Second question would be, in terms of a discount rate, do you feel it’s appropriate to use your cost of capital at the current risk-free rate?
And then in the past, you’ve mentioned that you do some sort of pseudo-bond arbitrage, and would you please specify what types of trades you do in this area?
WARREN BUFFETT: Oh, you would like our buys and sells for Monday morning? (Laughs)
We don’t — we’re not going to talk about specific strategies that, you know — we obviously they’re profitable or we wouldn’t be doing them, and we think other people might copy them if we talked about them, so —
And we have pointed out, incidentally, and we will continue to point it out, that there’s not a long life to these bond strategies. That doesn’t mean we might not reemploy them when circumstances called for it later on.
But they’re not like earning money out of See’s Candy or, you know, out of Fruit of the Loom or something. They’re opportunistic situations that we’re pretty well positioned to engage in at certain times.
WARREN BUFFETT: The question about banking, you know, banking — if you can just stay away from following the fads, and really making a lot of bad loans, banking has been a remarkably good business in this country.
Certainly, ever since World War II, it’s — the returns on equity from — for banks that have stayed out of trouble has really been terrific.

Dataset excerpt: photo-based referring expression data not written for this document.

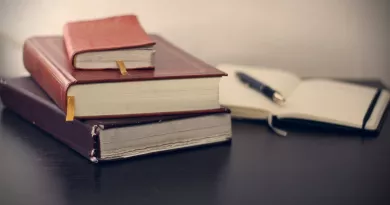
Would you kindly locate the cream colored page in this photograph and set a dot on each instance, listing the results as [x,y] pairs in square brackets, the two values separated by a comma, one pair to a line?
[332,101]
[233,93]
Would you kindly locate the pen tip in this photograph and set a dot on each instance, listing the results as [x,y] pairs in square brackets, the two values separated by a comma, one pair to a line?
[278,98]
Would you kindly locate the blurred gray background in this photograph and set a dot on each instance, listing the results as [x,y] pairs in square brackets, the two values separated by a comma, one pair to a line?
[328,38]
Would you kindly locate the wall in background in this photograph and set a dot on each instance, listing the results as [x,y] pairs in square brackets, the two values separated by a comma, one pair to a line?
[328,38]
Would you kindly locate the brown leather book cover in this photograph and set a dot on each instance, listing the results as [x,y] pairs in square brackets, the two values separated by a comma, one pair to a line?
[111,33]
[45,59]
[24,97]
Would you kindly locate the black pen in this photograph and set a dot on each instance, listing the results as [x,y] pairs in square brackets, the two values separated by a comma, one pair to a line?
[264,89]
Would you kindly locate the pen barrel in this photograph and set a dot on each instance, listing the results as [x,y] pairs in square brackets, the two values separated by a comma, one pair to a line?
[267,91]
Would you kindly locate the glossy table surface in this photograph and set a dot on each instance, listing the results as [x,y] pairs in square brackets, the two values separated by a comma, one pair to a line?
[257,167]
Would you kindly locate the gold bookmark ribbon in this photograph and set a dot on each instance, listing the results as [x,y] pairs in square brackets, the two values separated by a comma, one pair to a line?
[70,109]
[122,67]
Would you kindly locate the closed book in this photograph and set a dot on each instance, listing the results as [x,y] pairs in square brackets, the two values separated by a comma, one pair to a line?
[99,43]
[114,139]
[179,83]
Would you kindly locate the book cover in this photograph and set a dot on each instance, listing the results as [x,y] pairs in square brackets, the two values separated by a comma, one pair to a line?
[24,97]
[45,59]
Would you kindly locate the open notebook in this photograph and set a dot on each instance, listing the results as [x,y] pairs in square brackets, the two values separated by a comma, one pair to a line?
[316,99]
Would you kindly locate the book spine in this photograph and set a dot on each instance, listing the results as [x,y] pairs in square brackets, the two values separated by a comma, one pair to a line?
[45,73]
[48,117]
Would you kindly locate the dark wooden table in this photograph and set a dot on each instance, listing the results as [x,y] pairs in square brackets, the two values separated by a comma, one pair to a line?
[258,167]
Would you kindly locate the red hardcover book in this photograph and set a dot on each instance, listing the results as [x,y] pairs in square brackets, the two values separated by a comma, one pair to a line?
[99,43]
[179,83]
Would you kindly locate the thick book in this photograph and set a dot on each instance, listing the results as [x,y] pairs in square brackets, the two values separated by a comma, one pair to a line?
[98,43]
[114,139]
[179,83]
[320,102]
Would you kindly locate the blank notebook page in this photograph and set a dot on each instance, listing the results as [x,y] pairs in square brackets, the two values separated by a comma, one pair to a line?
[334,102]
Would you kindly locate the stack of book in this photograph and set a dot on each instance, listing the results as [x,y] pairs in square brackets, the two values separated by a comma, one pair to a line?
[110,91]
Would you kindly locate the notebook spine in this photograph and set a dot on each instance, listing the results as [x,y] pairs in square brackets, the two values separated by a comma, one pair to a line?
[49,118]
[45,73]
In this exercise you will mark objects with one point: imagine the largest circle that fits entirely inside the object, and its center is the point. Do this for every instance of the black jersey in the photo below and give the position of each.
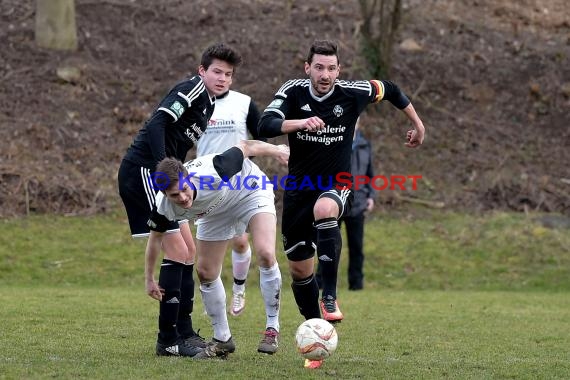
(319, 156)
(175, 126)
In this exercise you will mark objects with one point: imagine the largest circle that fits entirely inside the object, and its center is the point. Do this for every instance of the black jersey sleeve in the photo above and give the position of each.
(158, 222)
(228, 163)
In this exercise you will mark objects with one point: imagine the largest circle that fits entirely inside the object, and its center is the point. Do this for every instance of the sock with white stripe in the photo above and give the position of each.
(306, 293)
(184, 323)
(270, 283)
(169, 279)
(240, 269)
(329, 244)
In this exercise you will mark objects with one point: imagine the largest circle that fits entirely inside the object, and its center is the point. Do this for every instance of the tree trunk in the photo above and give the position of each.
(55, 24)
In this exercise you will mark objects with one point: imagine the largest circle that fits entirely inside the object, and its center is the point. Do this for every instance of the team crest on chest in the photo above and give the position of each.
(337, 110)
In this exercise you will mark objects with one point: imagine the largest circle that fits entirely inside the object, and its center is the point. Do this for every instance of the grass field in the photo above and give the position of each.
(447, 296)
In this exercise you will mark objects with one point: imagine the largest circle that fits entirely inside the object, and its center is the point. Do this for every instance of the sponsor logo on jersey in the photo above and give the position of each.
(337, 110)
(177, 108)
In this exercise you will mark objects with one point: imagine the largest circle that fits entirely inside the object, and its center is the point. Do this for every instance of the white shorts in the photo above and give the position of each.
(234, 221)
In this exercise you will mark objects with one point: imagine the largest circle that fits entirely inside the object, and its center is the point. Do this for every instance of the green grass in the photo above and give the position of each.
(447, 296)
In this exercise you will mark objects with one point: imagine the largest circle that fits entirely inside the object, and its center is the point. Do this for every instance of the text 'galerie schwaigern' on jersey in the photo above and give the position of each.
(160, 181)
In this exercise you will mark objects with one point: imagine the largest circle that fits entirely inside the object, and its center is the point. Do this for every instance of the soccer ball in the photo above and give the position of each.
(316, 339)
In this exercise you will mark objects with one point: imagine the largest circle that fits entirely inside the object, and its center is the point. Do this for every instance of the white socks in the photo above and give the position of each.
(270, 283)
(240, 268)
(214, 299)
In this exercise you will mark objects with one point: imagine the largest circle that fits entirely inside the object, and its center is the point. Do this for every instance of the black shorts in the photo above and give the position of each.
(138, 197)
(297, 224)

And there are many — there are certain banks, I should say — in this country that are quite large that are earning, you know, maybe 20 percent on tangible equity.

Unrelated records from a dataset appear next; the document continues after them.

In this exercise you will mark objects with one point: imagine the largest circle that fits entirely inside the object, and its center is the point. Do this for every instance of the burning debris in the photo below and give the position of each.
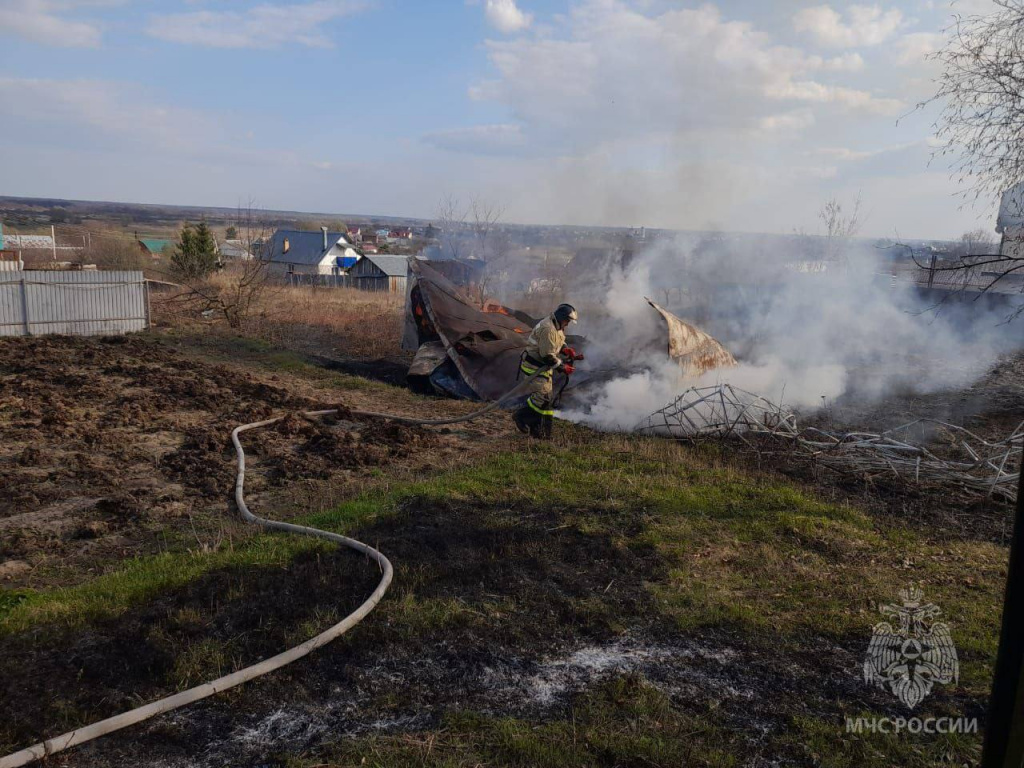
(471, 349)
(978, 466)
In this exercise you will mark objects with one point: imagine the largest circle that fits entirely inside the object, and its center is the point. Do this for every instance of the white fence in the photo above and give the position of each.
(81, 303)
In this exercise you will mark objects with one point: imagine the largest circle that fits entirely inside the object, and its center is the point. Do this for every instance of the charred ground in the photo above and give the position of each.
(599, 601)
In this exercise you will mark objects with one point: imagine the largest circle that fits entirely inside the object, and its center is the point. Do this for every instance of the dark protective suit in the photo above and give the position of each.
(543, 346)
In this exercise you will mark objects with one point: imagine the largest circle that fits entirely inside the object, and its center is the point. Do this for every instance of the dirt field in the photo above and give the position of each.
(597, 601)
(120, 446)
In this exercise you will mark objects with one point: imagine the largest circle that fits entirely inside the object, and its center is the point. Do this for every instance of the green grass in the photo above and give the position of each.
(741, 550)
(754, 555)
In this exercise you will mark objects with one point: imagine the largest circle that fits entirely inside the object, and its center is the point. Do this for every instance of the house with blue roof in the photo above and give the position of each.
(299, 252)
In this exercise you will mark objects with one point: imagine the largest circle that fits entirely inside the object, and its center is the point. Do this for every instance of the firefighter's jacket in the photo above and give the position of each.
(545, 342)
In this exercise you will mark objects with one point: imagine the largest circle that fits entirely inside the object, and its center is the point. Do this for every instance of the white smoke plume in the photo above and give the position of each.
(804, 335)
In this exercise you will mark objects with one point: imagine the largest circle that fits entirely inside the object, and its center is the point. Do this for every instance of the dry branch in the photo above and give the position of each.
(976, 465)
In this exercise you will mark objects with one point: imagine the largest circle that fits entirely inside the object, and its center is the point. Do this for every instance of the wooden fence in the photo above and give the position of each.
(81, 303)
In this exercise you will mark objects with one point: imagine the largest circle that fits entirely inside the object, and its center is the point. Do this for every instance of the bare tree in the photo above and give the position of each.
(235, 292)
(841, 225)
(465, 230)
(981, 89)
(450, 218)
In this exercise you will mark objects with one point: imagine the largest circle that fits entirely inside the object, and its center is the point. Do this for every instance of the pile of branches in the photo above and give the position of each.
(976, 465)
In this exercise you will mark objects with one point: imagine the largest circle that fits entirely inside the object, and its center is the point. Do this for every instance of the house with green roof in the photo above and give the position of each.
(154, 246)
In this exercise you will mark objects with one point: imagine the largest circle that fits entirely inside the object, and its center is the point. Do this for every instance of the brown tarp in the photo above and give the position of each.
(483, 346)
(468, 352)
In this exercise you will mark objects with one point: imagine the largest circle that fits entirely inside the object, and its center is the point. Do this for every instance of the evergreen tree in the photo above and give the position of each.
(195, 255)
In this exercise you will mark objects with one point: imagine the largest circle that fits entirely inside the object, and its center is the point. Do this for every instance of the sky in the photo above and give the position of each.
(740, 115)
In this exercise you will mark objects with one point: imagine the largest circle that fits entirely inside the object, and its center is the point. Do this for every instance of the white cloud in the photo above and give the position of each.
(483, 139)
(95, 111)
(786, 123)
(505, 15)
(864, 25)
(847, 98)
(913, 49)
(42, 22)
(613, 73)
(264, 26)
(844, 62)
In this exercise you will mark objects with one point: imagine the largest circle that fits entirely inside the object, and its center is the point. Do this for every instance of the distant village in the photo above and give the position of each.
(506, 259)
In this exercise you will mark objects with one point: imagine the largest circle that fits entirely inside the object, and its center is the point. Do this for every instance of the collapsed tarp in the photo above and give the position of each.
(695, 351)
(466, 351)
(481, 349)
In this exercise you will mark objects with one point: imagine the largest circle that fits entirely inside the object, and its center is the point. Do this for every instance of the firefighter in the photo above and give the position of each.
(544, 347)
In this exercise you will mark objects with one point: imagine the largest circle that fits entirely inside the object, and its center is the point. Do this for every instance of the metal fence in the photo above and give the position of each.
(81, 303)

And when you think you’re dealing in a commodity like money, that’s fairly surprising to me.
So, I would say that I guess I’ve been surprised by the degree to which margins in banking have not been competed away in something as fundamental as money.
How about you, Charlie?
CHARLIE MUNGER: Well, what you’re saying, in fair implication, is that we sort of screwed up the predictions, because banking was a way better business than we figured out in advance.
We actually made quite a few billions of dollars, really, out of banking, and more in American Express. But basically that was while we were misappraising it.

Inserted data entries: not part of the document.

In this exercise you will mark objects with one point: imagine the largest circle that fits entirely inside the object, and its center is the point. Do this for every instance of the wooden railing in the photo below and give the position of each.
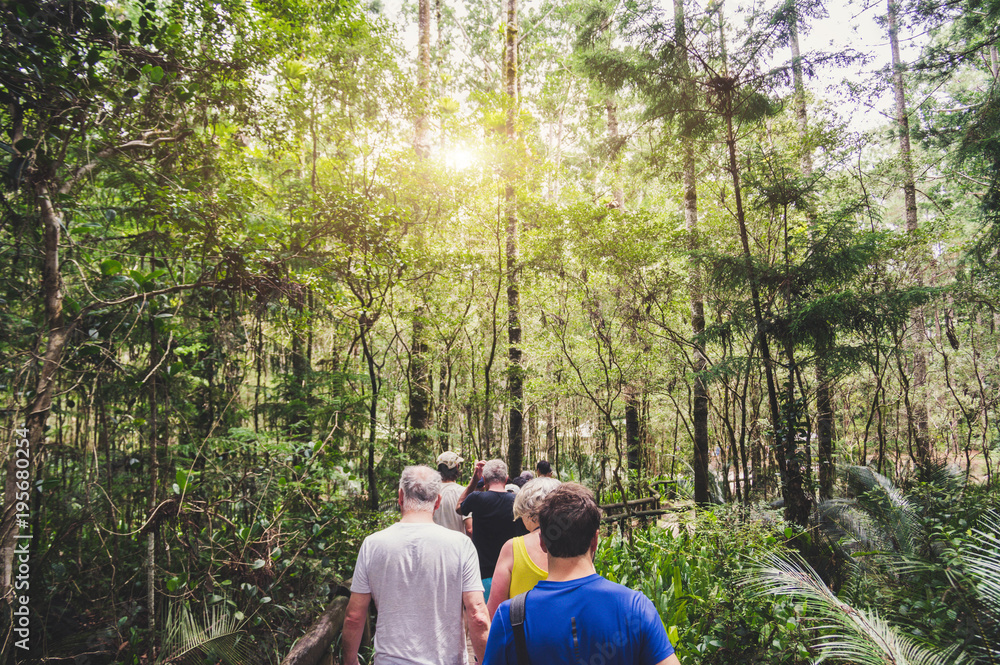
(644, 507)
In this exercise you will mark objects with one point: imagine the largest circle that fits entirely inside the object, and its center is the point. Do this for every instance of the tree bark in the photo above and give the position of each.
(58, 333)
(699, 402)
(420, 390)
(515, 371)
(917, 414)
(824, 386)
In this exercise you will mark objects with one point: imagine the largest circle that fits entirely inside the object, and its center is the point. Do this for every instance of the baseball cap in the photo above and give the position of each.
(449, 459)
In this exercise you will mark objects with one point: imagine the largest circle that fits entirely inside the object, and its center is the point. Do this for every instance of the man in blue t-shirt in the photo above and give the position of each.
(576, 616)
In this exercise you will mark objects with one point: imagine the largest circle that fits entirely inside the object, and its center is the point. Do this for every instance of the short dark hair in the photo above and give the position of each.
(449, 473)
(569, 517)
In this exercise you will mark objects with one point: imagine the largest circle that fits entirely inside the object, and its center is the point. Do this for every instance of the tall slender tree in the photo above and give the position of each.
(515, 370)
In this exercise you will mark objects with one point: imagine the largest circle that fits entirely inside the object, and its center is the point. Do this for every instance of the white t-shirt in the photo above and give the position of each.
(416, 574)
(446, 515)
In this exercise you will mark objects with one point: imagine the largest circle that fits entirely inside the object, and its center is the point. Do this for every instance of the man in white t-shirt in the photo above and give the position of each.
(420, 576)
(450, 467)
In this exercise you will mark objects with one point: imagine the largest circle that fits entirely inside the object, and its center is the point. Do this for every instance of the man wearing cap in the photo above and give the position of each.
(450, 467)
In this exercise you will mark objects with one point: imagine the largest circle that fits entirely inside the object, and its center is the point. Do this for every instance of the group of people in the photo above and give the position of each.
(454, 561)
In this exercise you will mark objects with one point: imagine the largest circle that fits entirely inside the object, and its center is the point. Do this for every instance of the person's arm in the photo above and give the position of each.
(478, 622)
(500, 587)
(354, 625)
(477, 475)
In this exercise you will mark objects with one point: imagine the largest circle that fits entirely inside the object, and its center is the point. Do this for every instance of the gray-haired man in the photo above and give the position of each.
(420, 576)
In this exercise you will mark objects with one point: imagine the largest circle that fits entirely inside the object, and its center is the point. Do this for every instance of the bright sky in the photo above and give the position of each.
(854, 24)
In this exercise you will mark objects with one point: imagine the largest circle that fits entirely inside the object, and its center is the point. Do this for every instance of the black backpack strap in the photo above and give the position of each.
(517, 623)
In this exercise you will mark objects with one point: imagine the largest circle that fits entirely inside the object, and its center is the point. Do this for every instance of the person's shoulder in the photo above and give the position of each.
(600, 584)
(385, 534)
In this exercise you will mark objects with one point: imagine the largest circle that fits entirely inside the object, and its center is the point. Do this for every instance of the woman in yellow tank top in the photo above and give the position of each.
(522, 564)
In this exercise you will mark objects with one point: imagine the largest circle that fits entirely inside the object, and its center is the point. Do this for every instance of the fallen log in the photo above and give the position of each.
(312, 647)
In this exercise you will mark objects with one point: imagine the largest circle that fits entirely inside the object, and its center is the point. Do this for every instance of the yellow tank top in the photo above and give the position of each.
(525, 574)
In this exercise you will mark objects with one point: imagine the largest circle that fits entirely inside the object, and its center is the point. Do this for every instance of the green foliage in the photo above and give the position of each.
(693, 578)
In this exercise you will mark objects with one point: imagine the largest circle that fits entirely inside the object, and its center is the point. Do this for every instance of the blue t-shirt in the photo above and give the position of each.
(582, 622)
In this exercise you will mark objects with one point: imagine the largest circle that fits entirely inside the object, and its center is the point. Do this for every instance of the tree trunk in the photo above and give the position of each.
(58, 333)
(699, 402)
(420, 380)
(515, 377)
(916, 415)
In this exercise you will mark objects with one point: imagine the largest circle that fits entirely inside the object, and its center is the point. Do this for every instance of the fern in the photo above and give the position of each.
(218, 636)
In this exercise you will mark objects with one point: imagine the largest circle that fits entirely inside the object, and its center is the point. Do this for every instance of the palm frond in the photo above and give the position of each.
(843, 522)
(219, 636)
(846, 633)
(888, 506)
(983, 560)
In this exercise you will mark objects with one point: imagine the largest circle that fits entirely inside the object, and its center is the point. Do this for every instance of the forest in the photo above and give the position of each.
(256, 256)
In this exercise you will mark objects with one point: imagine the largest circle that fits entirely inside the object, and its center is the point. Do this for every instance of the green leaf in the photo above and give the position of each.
(110, 267)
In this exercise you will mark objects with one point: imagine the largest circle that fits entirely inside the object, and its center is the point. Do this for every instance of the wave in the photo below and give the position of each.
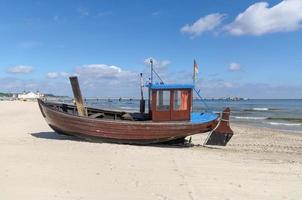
(290, 119)
(253, 118)
(283, 124)
(261, 109)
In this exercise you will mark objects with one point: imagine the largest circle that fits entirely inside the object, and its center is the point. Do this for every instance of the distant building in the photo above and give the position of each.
(29, 96)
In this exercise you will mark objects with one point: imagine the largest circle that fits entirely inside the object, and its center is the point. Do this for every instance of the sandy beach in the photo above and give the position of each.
(36, 163)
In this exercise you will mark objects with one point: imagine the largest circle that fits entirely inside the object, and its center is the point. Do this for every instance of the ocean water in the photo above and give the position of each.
(281, 114)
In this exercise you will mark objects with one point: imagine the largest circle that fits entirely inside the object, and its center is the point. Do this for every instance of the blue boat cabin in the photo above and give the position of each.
(171, 102)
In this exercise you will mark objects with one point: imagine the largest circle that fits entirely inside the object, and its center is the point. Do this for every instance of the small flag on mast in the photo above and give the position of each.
(195, 70)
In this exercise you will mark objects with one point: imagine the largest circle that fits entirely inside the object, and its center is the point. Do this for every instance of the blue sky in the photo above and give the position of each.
(243, 48)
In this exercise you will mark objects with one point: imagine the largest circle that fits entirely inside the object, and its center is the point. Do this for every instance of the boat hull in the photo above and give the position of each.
(120, 131)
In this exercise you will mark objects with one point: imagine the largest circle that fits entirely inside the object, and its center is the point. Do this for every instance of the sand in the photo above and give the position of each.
(36, 163)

We did not figure it was going to be as good as it actually turned out to be. And my only prediction is that we’ll continue to make failures like that. (Laughter)
WARREN BUFFETT: It’s fairly extraordinary, in a world of — particularly a world of low interest rates, that you’d find financial institutions basically doing pretty much the same thing, you know, where A competes with B, and B competes with C, without great competitive advantage, and having them all earn really high returns on tangible capital.
Now, part of it is that they push — they have pushed the loan-to-capital ratios higher than 30 or 40 years ago, but that — nevertheless they earn high rates of returns. They earn much higher rates of returns on assets alone, and then they have greater leverage of assets-to-capital so that produces returns on capital that really are pretty extraordinary.
And, you know, banks — certain banks — get into trouble because they make big mistakes in lending, but it’s not required of you, in that business, to get into trouble. I mean you can — if you keep your head about you, it can be a pretty good business.
WARREN BUFFETT: The question about a discount rate, when you talk about our cost of capital, that’s worth bringing up, because Charlie and I don’t have the faintest idea what our cost of capital is at Berkshire, and we think the whole concept is a little crazy, frankly.
But it’s something that’s taught in the business schools, and you have to be able to answer the questions or you don’t get out of business school.
But we have a very simple arrangement in terms of what we do with money. And, you know, we look for the most intelligent thing we can find to do.
If we’ve got money around or — if we look — we don’t buy and sell businesses this way, but in terms of securities we would — if we find something that’s at 50 percent of value, and we own something else at 90 percent of value, we might very well move from one to another. We will do the most intelligent thing we can with the capital we have.
And so, we measure alternatives against each other, and we measure alternatives against dividends, and we measure alternatives against repurchase of shares.
But I have never seen a cost of capital calculation that made sense to me.
How about you, Charlie?
CHARLIE MUNGER: Never.
And this is a very interesting thing that’s happened. If you take the most powerful freshman text in economics, which is by [Greg] Mankiw of Harvard, and he says on practically the first page that “intelligent people make their decisions based on opportunity cost.”
In other words, it’s your alternatives that are competing for the use of your time or money, that matter in judging whether you take action or not.
And of course, those vary greatly from time to time and from company to company. And we tend to make all of our financial decisions based on our opportunity costs, just as like they teach in freshman economics.
WARREN BUFFETT: Yeah.
CHARLIE MUNGER: And the rest of the world has gone off on some crazy kick where they can create a standard formula, and that’s cost. They even get a cost of equity capital for some business that’s old and filthy rich. It’s a perfectly amazing mental malfunction.